The Labor Department said Thursday that new claims for state unemployment benefits dropped by 9,000 to 202,000 in the week ended March 28, from the prior week’s revised level of 211,000. The four-week moving average, which smooths out weekly volatility and is often seen as a better guide to labor-market conditions, fell by 3,000 to 207,750.

That left the four-week average in roughly the bottom four percent of readings in data going back to 1967. Outside of this year’s earlier readings, claims have not been this low since January 2024.

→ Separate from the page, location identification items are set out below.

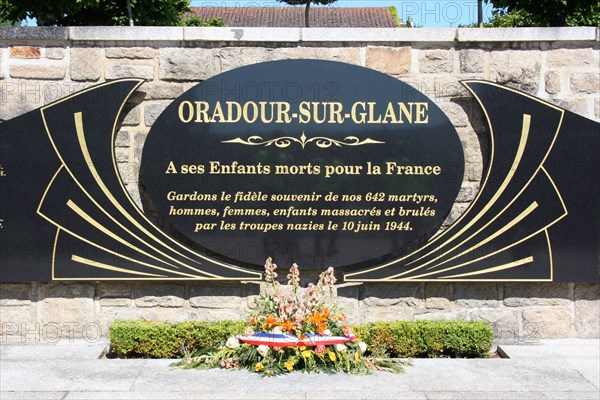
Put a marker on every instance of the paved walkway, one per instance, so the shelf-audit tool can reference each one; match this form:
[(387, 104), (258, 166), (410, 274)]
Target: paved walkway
[(556, 369)]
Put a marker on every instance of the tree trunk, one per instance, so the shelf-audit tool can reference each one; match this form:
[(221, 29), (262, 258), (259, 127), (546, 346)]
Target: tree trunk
[(306, 14), (129, 15)]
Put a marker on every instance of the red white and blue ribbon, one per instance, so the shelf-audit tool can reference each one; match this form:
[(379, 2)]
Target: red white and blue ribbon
[(286, 340)]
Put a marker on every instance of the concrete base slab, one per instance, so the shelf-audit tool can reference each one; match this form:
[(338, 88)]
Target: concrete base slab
[(60, 350), (551, 370)]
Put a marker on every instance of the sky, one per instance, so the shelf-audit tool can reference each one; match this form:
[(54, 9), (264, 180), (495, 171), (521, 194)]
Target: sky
[(426, 13)]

The latest report suggests employers are still holding on to workers even amid market volatility, slower growth at the end of last year, and concern over rising fuel prices. Initial claims are widely viewed as a proxy for layoffs, and the latest figures indicate separations remain unusually limited by long-run standards.

Continuing claims told a slightly more mixed story. The number of Americans already receiving unemployment benefits rose by 25,000 to 1.841 million in the week ended March 21. But the four-week moving average for insured unemployment fell by 7,500 to 1.83875 million, the lowest level since September 28, 2024. The insured unemployment rate held at 1.2 percent.

The unadjusted data also pointed to a firm labor market. Actual initial claims, before seasonal adjustment, fell by 1,932 to 184,845, even though seasonal factors had anticipated an increase. There were 200,081 unadjusted initial claims in the comparable week a year earlier.